Re: Questions about oozie timezone

Posted by Laurent H <la...@gmail.com>.
it could be* sorry !

--
Laurent HATIER - Consultant Big Data & Business Intelligence chez CapGemini
fr.linkedin.com/pub/laurent-hatier/25/36b/a86/
<http://fr.linkedin.com/pub/laurent-h/25/36b/a86/>

2015-06-16 2:00 GMT+02:00 Laurent H <la...@gmail.com>:

> I've got the same issue Jian, it's could be great to have an answer oozie
> experts! ;)
>
> --
> Laurent HATIER - Consultant Big Data & Business Intelligence chez CapGemini
> fr.linkedin.com/pub/laurent-hatier/25/36b/a86/
> <http://fr.linkedin.com/pub/laurent-h/25/36b/a86/>
>
> 2015-06-15 12:51 GMT+02:00 朱健 <zh...@jd.com>:
>
>> Hi,
>>
>> Thanks for read this email.
>>
>> I have used oozie for about 2 years.
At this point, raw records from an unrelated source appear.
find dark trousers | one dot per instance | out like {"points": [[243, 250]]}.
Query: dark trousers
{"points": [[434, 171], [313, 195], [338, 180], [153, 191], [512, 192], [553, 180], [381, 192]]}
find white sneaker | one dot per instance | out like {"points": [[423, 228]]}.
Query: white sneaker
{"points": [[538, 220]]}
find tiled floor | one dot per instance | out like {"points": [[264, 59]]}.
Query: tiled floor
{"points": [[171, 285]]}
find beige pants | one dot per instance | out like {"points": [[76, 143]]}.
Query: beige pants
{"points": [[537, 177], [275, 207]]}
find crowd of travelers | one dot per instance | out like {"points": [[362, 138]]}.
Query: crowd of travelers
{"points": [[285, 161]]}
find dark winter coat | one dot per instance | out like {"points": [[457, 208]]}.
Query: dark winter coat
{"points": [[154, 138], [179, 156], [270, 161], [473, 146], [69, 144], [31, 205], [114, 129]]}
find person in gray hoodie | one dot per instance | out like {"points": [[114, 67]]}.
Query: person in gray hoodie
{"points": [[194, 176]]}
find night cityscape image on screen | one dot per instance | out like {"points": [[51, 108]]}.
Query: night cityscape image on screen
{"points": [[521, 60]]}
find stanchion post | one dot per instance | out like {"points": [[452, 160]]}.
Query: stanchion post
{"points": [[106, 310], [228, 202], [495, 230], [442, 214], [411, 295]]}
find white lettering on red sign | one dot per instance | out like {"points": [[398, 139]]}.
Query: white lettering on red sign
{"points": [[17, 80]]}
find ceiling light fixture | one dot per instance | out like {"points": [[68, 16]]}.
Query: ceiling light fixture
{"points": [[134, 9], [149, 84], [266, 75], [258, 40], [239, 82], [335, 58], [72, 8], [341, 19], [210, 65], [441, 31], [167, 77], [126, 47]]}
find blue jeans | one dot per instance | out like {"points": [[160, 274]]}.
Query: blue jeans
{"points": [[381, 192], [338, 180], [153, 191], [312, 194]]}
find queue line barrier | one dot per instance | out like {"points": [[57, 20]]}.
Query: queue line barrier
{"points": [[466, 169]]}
Now I have encountered one problem
>> about the time zone.
>>
>> Because we located at GMT+08:00 timezone, our Hadoop system makes the
>> convention that all the data path on the HDFS is named by the GMT+08:00
>> timezone. That means:
>> At UTC 2015-01-01T00:00Z, the output hourly data located under this
>> folder: $root/2015010108, not the $root/2015010100
>> At UTC 2015-01-01T01:00Z, the output hourly data located under this
>> folder: $root/2015010109, not the $root/2015010101
>>
>> So if I set the timezone in the coord to UTC, the oozie job will read the
>> data of 00 hour, but I want it to read the 08. For me in Beijing, China, it
>> is natural for me to understand that the oozie job will read the 08 data at
>> local 08:00
>>
>> I also tried to set the timezone to GMT+08:00, it didn’t work. Seems the
>> timezone only impact the “Daylight Saving Time”.
>>
>> Currently I add 8 to my instance number in the coord to fix it
>> temporarily : Change From <instance>0</instance> to <instance>8</instance>
>> This may be acceptable for hourly job. But it is really ugly to minutes
>> jobs or dailyl jobs. Almost unreadable for human.
>>
>> So how can I solve this problem?
>>
>> Thanks,
>> Jian
>>
>
>

Re: Questions about oozie timezone

Posted by Laurent H <la...@gmail.com>.
I've got the same issue Jian, it's could be great to have an answer oozie
experts! ;)

--
Laurent HATIER - Consultant Big Data & Business Intelligence chez CapGemini
fr.linkedin.com/pub/laurent-hatier/25/36b/a86/
<http://fr.linkedin.com/pub/laurent-h/25/36b/a86/>

2015-06-15 12:51 GMT+02:00 朱健 <zh...@jd.com>:

> Hi,
>
> Thanks for read this email.
>
> I have used oozie for about 2 years. Now I have encountered one problem
> about the time zone.
>
> Because we located at GMT+08:00 timezone, our Hadoop system makes the
> convention that all the data path on the HDFS is named by the GMT+08:00
> timezone. That means:
> At UTC 2015-01-01T00:00Z, the output hourly data located under this
> folder: $root/2015010108, not the $root/2015010100
> At UTC 2015-01-01T01:00Z, the output hourly data located under this
> folder: $root/2015010109, not the $root/2015010101
>
> So if I set the timezone in the coord to UTC, the oozie job will read the
> data of 00 hour, but I want it to read the 08. For me in Beijing, China, it
> is natural for me to understand that the oozie job will read the 08 data at
> local 08:00
>
> I also tried to set the timezone to GMT+08:00, it didn’t work. Seems the
> timezone only impact the “Daylight Saving Time”.
>
> Currently I add 8 to my instance number in the coord to fix it temporarily
> : Change From <instance>0</instance> to <instance>8</instance>
> This may be acceptable for hourly job. But it is really ugly to minutes
> jobs or dailyl jobs. Almost unreadable for human.
>
> So how can I solve this problem?
>
> Thanks,
> Jian
>